Possible jump in NI looms to fund state pensions
Other options open to ministers to tackle the projected deficit include raising the state pension age, cutting the value of the state pension or reduce spending elsewhere.
Tom Selby, senior analyst at AJ Bell, said: “The latest analysis from the Government’s own actuary paints a grim picture for the future of the state pension. The harsh reality is that, as demographics bite and the Baby Boomers flood towards retirement, the cost of the state pension will inevitably balloon.
“In fact the Government Actuary predicts the fund used to pay out benefits will be exhausted in around 15 years’ time, at which point the Treasury will have to step in to ensure people continue to receive their state pensions.
“These Treasury grants will kick in at £11.6 billion a year in 2030 and increase rapidly to £151 billion by 2060 and £482 billion by 2080 if the system stays as it is.
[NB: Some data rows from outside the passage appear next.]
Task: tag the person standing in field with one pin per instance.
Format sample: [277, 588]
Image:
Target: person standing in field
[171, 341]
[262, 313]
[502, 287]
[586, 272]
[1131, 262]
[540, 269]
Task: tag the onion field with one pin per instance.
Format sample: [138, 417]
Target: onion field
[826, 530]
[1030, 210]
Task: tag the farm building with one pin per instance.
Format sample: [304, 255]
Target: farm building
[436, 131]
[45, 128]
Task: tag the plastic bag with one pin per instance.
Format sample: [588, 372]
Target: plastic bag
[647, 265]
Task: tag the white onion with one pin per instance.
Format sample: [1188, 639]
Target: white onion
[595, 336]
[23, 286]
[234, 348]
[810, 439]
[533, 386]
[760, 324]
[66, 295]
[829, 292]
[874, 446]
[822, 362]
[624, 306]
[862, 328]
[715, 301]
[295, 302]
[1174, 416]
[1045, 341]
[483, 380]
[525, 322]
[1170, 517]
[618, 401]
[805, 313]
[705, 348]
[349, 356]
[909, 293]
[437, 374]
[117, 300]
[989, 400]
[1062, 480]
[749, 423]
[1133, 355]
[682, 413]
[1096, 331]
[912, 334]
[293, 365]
The options open to policymakers to plug the funding gap are not attractive.
"The Government Actuary reckons a 5% increase in National Insurance Contributions would do the trick – hardly a realistic route for any politician wanting to maintain a grip on power.
Mr Selby added:“Alternatively, the state pension age could rise further, the value of the payment could be cut or other departments could have their budgets drastically reduced. In reality long-term costs will likely be reined in by a combination of the above, but make no mistake – if this nettle is not grasped today, it will be forced on policymakers tomorrow.”